2.1.3. En résumé : des inégalités liées au « choix » du lieu d’étude et de localisation

Les inégalités verticales qui pèsent sur la mobilité des enfants apparaissent très dépendantes des choix de localisation (résidentielle, mais aussi des établissements scolaires) des parents, ces choix étant eux-mêmes largement liés à la situation financière du ménage.

Les inégalités de mobilité quotidienne se traduisent chez les écoliers et les collégiens par des distances et des vitesses de déplacement croissantes avec le revenu justifiant le recours régulier aux accompagnements en voiture, ainsi que par un accès aux lieux centraux d’autant plus fréquent que les revenus sont importants, en particulier pour les lycéens (Graphique 56). Nos analyses semblent confirmer que la mobilité des enfants et des adolescents les plus favorisés « est à la fois ouverte, puisque se déployant largement et selon toutes les techniques sur l’ensemble du territoire (pour l’accès aux équipement scolaires « désectorisés », aux activités extra-scolaires, etc…) et fermée puisque éminemment affinitaire » [Offner, 1989].

Au-delà des différentiels de densité résidentielle qui expliquent une partie du phénomène, chez les scolaires, les inégalités de mobilité quotidienne dépendent du choix socialement déterminé de l’établissement scolaire. L’éloignement du lieu d’étude se trouve ainsi positivement corrélé au revenu. Plus le ménage a une situation élevée dans la hiérarchie sociale, plus le choix dont il dispose est large : meilleure information sur les établissements, accès à l’enseignement privé, stratégies de contournement de la carte scolaire. Cette étendue des alternatives est rendue possible grâce à la multimotorisation des ménages facilitant les accompagnements en voiture des enfants et contribuant ainsi à la mise en concurrence de l’offre urbaine en matière éducative notamment [Wiel, 1999]. A l’inverse, les enfants les plus modestes sont rarement scolarisés dans un autre établissement que leur établissement de secteur. Les inégalités de niveaux et de comportements de mobilité quotidienne, particulièrement notables chez les écoliers et les collégiens, se renforcent encore en périphérie.

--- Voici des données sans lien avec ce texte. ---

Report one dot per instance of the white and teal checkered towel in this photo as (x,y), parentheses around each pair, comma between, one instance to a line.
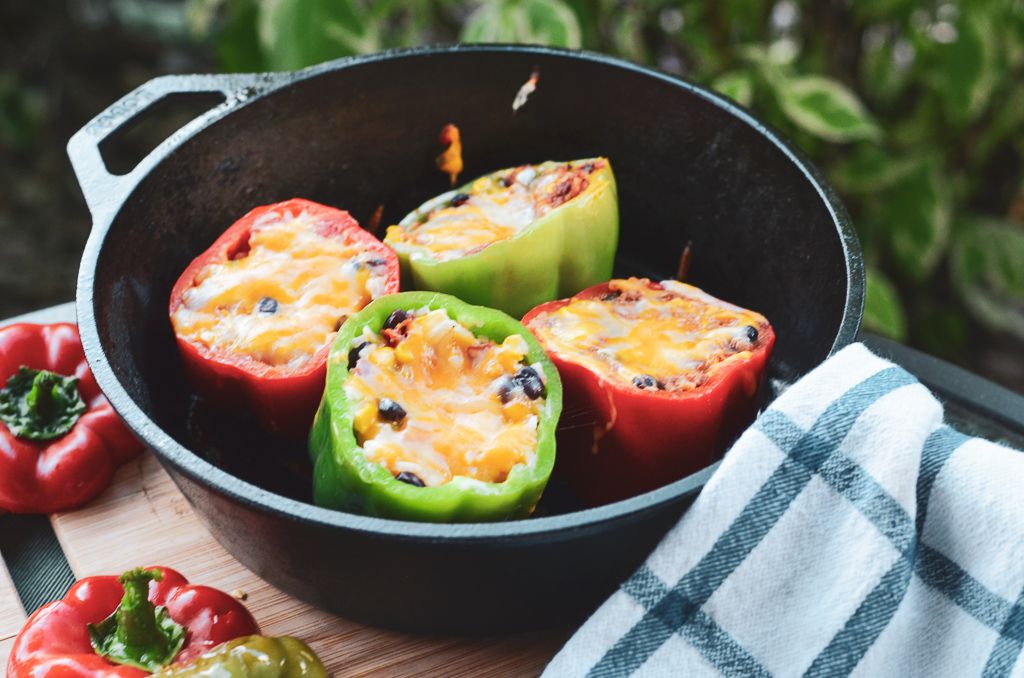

Au lycée, la moindre densité des établissements scolaires contraint tous les élèves à s’éloigner de leur domicile, indépendamment des revenus familiaux. Les inégalités de niveaux de mobilité se réduisent ainsi considérablement. En outre, même si les accompagnements restent positivement corrélés au revenu, leur importance est mineure puisque les déplacements se font plus fréquemment en transports en commun. De fait, en s’émancipant de leurs parents, les jeunes gagnent de l’autonomie dans leurs déplacements et ont une mobilité relativement indépendante des revenus familiaux. Toutefois les inégalités de mobilité ne disparaissent pas complètement, elles restent très significatives concernant la répartition spatiale des déplacements car les lycéens les plus aisés se caractérisent par un très net plébiscite des établissements scolaires les plus centraux.

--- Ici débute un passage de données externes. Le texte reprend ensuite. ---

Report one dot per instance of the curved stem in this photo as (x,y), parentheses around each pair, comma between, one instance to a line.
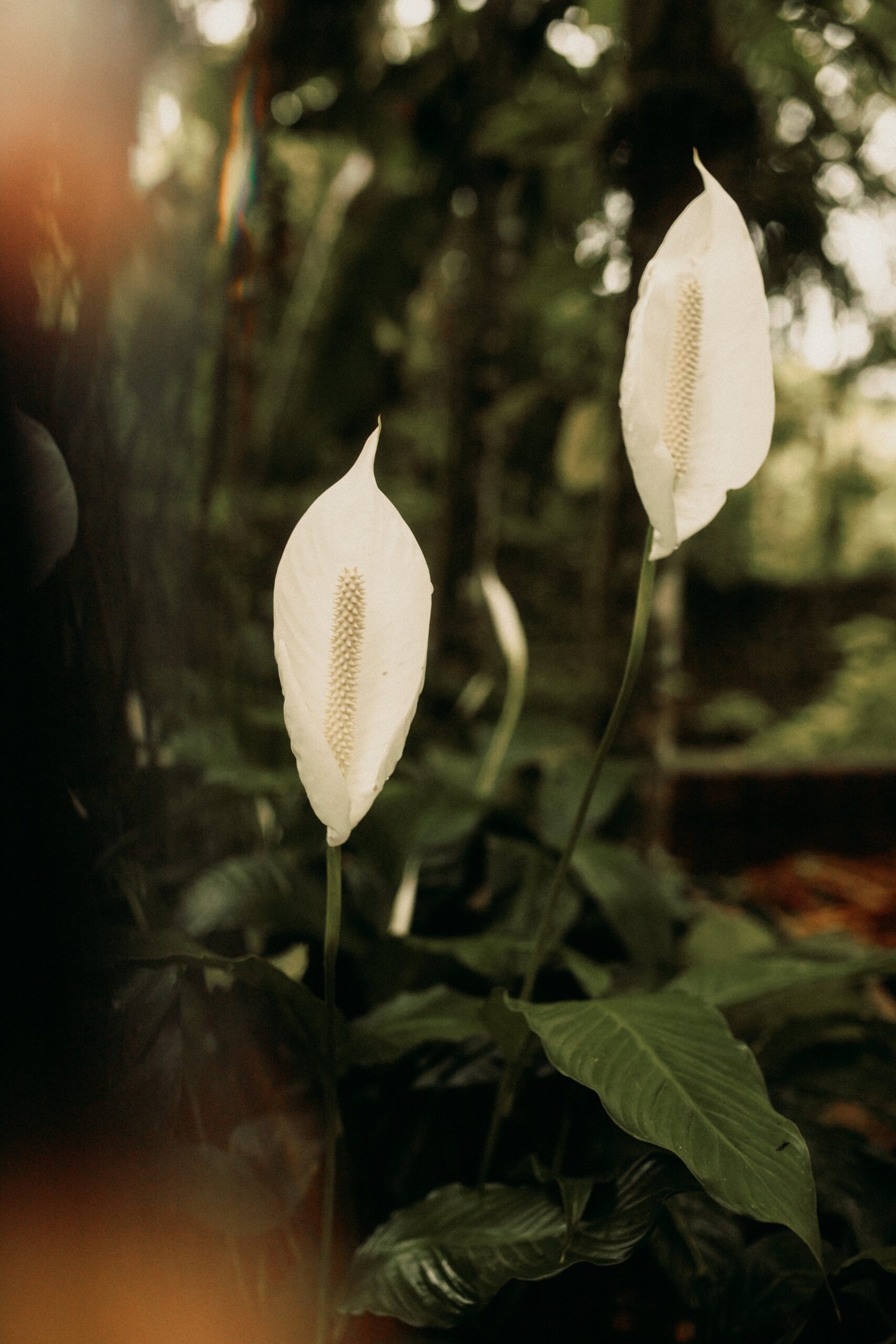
(331,1100)
(513,1066)
(504,730)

Graphique 56 : Indices de concentration des indicateurs de mobilité des scolaires

Note : Cette représentation Graphique permet de visualiser les inégalités de mobilité des scolaires en fonction du revenu par UC. Elle permet de positionner le niveau de ces inégalités par rapport aux inégalités de revenus et par rapport à une situation d’égalité parfaite

Source : EMD de Lyon 1994-1995

Lorsqu’ils deviennent étudiants, deux options s’offrent aux enfants des ménages les plus aisés résidant en périphérie : soit quitter le domicile familial pour s’installer à proximité dans le centre, soit rester chez leurs parents et se motoriser. Les deux sont coûteuses pour eux-mêmes ou pour leur famille. Cette alternative ne s’offre pas aux étudiants les plus modestes. Ainsi contrairement aux constats formulés chez les scolaires, les étudiants des ménages à bas revenu, se caractérisent par un plus grand éloignement du lieu d’étude. Dépendants de la localisation résidentielle de leurs parents et accédants moins facilement au volant, ils se trouvent doublement pénalisés. Ces étudiants supportent des conditions de déplacements difficiles : ils doivent parcourir des distances importantes et par voie de conséquence y consacrer plus de temps que les autres. Ainsi les inégalités verticales de mobilité des étudiants résultent principalement d’une inégalité en amont concernant les opportunités de choix de localisation résidentielle.